When you train a classifer, you often train for the region and you want something that makes sense for your region (or you just use the full length classifier). The truncation is to check for things that dont make sense for that region. Like, if my amplicon should be about 450 basepairs, Im probably going to get rid of something thats less than 200.
My advice is this:
If you’re doing 16s sequencing rarely, or this is your first time, a pre-trained, full length classifer is fine. The specificity isnt necessarily worth the expense, frustration and effort and what you get out will be good enough, especially given all the other noise. I sometimes do this if Im working with a weird primer pair, or just want something quick and easy. Think of it like being a novice or occasional baker who uses a box cake mix from the store. It makes a pretty tasty cake!

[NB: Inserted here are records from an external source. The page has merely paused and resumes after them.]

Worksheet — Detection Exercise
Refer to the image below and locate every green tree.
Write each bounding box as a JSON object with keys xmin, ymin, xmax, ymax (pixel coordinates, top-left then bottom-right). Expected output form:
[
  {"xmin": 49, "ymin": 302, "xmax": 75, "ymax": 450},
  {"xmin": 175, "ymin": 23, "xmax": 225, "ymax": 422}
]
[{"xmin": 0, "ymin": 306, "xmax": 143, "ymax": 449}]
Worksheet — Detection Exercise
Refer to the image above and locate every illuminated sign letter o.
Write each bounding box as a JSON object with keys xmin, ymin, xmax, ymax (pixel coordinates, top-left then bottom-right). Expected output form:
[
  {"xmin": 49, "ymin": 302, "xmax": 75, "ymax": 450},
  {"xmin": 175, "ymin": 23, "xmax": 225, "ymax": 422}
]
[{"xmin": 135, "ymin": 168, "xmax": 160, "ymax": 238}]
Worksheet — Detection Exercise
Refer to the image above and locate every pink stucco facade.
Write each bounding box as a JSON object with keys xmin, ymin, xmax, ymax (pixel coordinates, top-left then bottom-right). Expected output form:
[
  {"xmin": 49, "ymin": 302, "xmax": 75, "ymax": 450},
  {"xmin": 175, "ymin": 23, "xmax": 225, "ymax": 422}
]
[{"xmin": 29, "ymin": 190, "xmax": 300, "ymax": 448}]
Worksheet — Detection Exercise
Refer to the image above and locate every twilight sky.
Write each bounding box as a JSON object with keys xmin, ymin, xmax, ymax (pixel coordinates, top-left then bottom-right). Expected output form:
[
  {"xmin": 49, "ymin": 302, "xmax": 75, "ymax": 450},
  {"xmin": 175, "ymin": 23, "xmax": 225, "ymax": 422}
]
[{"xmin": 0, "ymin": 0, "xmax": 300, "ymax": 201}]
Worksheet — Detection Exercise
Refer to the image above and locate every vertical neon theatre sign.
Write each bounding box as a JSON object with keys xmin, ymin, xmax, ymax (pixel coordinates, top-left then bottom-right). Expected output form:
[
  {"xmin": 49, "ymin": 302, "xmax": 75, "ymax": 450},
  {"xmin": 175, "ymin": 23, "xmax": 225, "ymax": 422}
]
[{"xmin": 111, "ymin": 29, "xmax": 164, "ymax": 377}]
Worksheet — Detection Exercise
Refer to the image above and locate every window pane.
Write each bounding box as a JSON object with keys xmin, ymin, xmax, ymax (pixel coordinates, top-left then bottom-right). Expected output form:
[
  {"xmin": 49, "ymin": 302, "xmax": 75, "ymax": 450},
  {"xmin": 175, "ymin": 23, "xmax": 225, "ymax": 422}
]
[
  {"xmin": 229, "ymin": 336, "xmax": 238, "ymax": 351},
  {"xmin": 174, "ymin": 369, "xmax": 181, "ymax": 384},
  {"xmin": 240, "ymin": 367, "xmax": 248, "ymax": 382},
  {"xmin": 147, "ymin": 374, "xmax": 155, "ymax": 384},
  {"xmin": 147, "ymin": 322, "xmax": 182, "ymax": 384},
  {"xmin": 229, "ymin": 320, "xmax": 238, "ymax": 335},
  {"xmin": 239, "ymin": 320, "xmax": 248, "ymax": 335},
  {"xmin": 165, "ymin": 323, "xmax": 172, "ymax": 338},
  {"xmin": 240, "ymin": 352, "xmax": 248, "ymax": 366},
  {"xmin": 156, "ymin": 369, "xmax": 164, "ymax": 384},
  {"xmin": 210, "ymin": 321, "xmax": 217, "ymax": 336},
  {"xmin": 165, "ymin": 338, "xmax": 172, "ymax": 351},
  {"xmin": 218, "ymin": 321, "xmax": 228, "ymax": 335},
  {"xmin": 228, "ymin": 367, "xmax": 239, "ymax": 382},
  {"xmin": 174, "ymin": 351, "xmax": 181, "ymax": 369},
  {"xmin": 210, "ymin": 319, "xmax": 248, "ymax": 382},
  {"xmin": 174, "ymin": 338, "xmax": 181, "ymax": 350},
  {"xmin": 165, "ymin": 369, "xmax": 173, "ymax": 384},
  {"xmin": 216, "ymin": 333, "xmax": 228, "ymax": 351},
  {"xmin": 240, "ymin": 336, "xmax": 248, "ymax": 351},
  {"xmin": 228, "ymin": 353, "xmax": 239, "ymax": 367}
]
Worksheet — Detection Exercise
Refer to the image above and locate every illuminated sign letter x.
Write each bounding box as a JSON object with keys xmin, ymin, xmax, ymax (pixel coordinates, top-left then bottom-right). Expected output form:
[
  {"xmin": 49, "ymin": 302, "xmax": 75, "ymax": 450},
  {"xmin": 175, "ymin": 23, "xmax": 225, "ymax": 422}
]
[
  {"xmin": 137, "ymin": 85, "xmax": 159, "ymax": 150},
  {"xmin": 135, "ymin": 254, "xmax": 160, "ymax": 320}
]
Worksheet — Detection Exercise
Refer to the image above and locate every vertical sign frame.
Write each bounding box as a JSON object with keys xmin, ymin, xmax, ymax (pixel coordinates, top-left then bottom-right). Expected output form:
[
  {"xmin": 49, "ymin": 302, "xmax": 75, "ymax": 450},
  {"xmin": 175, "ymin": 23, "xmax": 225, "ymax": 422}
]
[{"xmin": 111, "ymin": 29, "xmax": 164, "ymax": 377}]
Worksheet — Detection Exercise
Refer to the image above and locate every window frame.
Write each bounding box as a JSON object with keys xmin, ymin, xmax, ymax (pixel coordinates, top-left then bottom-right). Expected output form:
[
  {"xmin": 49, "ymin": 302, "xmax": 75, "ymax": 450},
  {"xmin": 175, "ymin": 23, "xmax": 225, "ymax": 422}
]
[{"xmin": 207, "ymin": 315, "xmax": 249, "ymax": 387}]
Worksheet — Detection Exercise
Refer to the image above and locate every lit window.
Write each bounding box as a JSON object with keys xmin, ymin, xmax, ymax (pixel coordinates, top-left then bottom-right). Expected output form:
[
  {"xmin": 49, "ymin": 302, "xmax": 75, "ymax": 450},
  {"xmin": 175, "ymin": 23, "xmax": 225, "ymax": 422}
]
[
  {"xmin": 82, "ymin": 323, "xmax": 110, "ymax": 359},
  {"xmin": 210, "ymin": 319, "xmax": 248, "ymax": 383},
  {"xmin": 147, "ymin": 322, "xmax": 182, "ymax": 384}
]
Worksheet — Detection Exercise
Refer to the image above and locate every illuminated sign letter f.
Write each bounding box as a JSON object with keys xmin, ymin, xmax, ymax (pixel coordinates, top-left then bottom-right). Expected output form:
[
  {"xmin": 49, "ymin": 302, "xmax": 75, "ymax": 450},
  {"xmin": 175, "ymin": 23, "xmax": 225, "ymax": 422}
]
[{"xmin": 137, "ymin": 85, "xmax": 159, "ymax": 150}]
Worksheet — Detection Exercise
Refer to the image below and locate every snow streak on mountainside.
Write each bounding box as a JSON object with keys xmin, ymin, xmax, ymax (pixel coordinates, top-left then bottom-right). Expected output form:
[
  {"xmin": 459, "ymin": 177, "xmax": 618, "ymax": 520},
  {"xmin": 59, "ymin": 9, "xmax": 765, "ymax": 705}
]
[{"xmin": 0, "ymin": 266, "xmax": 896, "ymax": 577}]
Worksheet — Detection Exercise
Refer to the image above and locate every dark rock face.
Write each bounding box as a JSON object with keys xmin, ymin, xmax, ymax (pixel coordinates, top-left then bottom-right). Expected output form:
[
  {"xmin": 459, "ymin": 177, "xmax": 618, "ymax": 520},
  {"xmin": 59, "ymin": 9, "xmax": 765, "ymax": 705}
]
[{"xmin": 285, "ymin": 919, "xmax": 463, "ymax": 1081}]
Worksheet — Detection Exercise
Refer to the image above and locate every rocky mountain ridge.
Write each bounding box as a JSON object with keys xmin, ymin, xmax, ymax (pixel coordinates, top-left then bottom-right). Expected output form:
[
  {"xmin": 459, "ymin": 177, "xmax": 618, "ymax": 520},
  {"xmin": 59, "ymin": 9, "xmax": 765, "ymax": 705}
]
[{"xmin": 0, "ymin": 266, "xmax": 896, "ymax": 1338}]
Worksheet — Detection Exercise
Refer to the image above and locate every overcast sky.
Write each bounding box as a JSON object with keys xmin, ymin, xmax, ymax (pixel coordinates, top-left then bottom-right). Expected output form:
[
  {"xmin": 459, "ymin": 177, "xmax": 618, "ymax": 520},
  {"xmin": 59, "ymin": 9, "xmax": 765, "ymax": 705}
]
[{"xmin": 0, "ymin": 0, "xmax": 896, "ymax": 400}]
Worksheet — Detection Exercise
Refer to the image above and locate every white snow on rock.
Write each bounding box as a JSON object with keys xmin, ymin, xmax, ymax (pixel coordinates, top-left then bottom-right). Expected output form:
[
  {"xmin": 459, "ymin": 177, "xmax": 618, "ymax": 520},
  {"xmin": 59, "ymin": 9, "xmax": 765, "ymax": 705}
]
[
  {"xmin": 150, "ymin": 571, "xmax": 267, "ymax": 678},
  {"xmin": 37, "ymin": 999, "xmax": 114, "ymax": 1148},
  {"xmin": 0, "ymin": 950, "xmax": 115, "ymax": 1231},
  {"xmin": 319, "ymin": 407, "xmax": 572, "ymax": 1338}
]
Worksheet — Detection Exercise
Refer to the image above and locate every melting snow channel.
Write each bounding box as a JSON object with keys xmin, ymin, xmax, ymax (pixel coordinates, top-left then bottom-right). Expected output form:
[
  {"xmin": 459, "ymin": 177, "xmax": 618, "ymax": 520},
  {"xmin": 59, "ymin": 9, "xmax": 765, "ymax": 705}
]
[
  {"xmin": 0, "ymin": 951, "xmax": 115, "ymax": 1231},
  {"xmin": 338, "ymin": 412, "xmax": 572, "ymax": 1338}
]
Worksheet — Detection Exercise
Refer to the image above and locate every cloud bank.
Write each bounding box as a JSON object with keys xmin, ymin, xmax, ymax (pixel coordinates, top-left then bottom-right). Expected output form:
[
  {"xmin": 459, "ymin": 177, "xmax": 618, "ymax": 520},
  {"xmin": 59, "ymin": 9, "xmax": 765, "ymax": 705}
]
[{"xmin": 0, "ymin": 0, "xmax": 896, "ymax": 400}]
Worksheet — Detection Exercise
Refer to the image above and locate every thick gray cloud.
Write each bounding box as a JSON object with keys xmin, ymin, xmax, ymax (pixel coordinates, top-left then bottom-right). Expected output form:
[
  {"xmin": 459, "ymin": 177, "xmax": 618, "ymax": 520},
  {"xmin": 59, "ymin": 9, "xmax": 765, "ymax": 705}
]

On the other hand, if you or your group does this regularly with the same region and primers all the time, it may make sense for someone to train a region-specific classifier and for everyone to re-use it. (This is what my bioinformatics group does.) If you’re going to use it all the time, a trained classifier will be worth it. (Similarly, if you eat cake all the time, Ive heard rumors that you should make it yourself.)
I hope I understood your question correctly, please help me if I don’t!
I understands for using primer sequence to shorten the classifier.
But I don’t understand the options, ‘–p-trunc-len’ , ‘–p-min-length’ , and ‘–p-max-length’
I think that ‘–p-f-primer’ and ‘–p-r-primer’ options make shorten the full-length 16s sequences between primer sequences.
If it is right, why should I used the other options for training?
I understands what these options doing, but I don’t understands why these options needed.
If I just want to train the classifier just by two primers, I do not have to use the other options (trunc, min-, max-length), right?
--p-min-length is the minimum length for your reads. So, if, after your use the primer pair, your read is less than 100 bp, you’re going to discard it. --p-max-length is the reverse: if a read is longer than 400bp, you’ll discard it. This gets used to help limit reads that shouldn’t be in the region. Maybe they’re too short, maybe they’re too long, but this is kind of a sanity filter. It think for your ~120bp region, I would shorten my --p-min-length if you’re setting it. I think you can skip both of these, the default parameters will probably work.
The --p-trunc-length cuts off the amplicon at a specific length and requires everything to be that long. I think for you, you may want to leave that alone.
But, again, Im going to offer the unsolicited advice that you can get a pre-trained full length classifer for Silva and Greengenes that’s probably way easier if this is your first time.